Real-time prediction was achieved by using a slightly modified linear model.
Neural data representing potential feedback information from movements were
not included in the model. Each neuron's discharges were counted in 100-ms
bins. Y-intercepts and weights were calculated using standard linear regression
techniques19. The performance of this simplified real-time model
was only very slightly inferior to the complete model outlined above.
Our strategy for applying ANNs is described elsewhere14, 23. Here, we employed the same data structure described for the linear model. Several feed-forward ANNs were evaluated offline. The best results were obtained using one hidden layer with 15–20 units, linear output units, the Powell-Beale conjugate gradient training algorithm22, and an early stopping rule. Predictions obtained with ANNs were comparable to those for the linear algorithm.
During real-time prediction of hand position, up to 10 minutes of data were first collected to fit the linear and ANN models. The resulting models were then sent back to the data acquisition computer for instantaneous and continuous prediction of hand position using the neuronal ensemble data acquired in real time. During the remainder of the experimental session, both models continued to be calculated repeatedly, using the most recently recorded 10 minutes of data. All calculations were performed by software designed in MATLAB (The Mathworks, Natick, Massachusetts, USA).
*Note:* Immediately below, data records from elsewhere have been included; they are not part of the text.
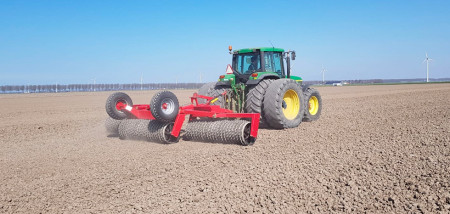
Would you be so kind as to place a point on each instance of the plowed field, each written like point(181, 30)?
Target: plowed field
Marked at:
point(375, 149)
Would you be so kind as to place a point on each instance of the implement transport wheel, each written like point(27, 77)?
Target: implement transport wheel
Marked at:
point(255, 99)
point(115, 105)
point(112, 126)
point(283, 104)
point(168, 137)
point(164, 106)
point(217, 92)
point(313, 105)
point(204, 90)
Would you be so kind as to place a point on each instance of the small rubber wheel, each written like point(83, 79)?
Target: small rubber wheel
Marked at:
point(164, 106)
point(314, 105)
point(115, 104)
point(168, 137)
point(246, 139)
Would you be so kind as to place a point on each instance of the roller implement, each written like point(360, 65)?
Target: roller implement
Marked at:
point(257, 90)
point(162, 120)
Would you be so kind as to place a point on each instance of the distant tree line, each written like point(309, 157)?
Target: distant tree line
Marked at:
point(57, 88)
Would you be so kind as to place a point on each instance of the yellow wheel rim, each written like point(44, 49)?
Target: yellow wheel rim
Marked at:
point(291, 105)
point(313, 105)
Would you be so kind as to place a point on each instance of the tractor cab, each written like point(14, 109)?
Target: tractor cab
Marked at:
point(253, 62)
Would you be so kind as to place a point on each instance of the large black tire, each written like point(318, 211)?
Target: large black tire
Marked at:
point(217, 91)
point(164, 106)
point(204, 90)
point(255, 99)
point(284, 104)
point(111, 103)
point(313, 105)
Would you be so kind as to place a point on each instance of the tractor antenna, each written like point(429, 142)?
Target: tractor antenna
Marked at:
point(427, 59)
point(323, 75)
point(271, 44)
point(142, 74)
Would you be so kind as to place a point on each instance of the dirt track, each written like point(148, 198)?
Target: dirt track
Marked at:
point(375, 149)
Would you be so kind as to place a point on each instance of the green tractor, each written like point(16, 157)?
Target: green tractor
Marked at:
point(258, 81)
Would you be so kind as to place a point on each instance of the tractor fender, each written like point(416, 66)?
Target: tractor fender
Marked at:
point(262, 77)
point(224, 83)
point(305, 87)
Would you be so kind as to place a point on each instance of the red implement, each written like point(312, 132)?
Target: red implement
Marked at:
point(194, 111)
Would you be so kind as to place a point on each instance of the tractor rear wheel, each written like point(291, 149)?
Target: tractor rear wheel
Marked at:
point(284, 104)
point(255, 99)
point(313, 107)
point(164, 106)
point(204, 90)
point(115, 102)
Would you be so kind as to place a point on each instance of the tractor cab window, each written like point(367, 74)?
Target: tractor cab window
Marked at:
point(273, 62)
point(247, 63)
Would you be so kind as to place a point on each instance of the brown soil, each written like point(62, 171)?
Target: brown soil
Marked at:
point(375, 149)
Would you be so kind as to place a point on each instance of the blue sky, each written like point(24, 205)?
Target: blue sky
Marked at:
point(46, 42)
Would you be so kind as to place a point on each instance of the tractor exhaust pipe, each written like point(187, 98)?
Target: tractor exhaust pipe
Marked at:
point(288, 64)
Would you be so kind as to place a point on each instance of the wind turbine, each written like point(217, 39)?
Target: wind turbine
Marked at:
point(323, 75)
point(142, 74)
point(427, 59)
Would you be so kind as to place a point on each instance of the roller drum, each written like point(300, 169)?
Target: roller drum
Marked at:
point(220, 131)
point(148, 130)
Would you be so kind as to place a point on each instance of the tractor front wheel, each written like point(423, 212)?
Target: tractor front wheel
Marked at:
point(255, 98)
point(283, 104)
point(115, 105)
point(313, 105)
point(164, 106)
point(204, 90)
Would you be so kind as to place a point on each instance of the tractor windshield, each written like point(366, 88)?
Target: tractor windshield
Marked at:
point(246, 63)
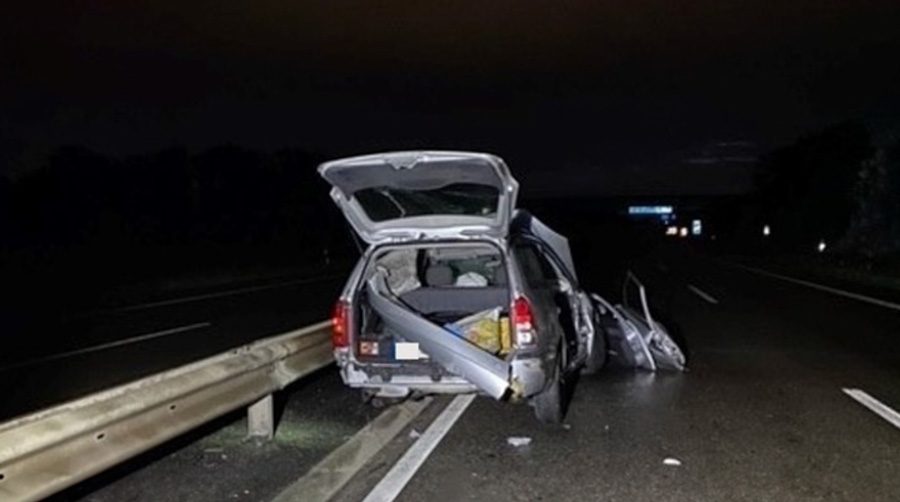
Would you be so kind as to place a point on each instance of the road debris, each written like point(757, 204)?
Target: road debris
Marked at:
point(518, 441)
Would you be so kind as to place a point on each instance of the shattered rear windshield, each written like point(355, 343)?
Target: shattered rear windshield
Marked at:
point(384, 203)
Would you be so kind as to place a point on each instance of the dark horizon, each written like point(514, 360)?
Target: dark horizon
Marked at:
point(614, 99)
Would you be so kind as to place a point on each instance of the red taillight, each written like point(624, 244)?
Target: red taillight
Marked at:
point(340, 325)
point(523, 321)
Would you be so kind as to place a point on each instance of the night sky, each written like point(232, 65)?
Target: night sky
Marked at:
point(579, 97)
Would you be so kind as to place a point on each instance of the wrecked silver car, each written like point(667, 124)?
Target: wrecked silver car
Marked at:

Real-time control of robot arms
Predictions of hand positions were broadcasted by a TCP/IP server to one or more computer clients. One of these clients controlled the movements of a robot arm (Phantom model A1.0; Phantom, SensAble Technologies)24 locally at Duke University, and another client was used to control simultaneously the movements of a remote robot arm (Phantom DeskTop) at MIT using the Internet. Signals describing the position of the robot arm in space were recorded on each client machine.
Neuron-dropping analysis
The relation between ensemble size and the goodness of fit for our models was analysed offline by randomly removing single neurons, one at a time, and fitting the models again using the remaining population until only one neuron was left. This procedure was repeated 25–30 times for each ensemble, so that an average curve was obtained to describe R2 as a function of ensemble size. Neuron-dropping curves were obtained for all cortical areas (separately or combined) in each monkey, and simple hyperbolic functions were used to fit them with very high accuracy. Next, we used these functions to estimate the ensemble size that would theoretically be required to attain a R 2 of 0.9.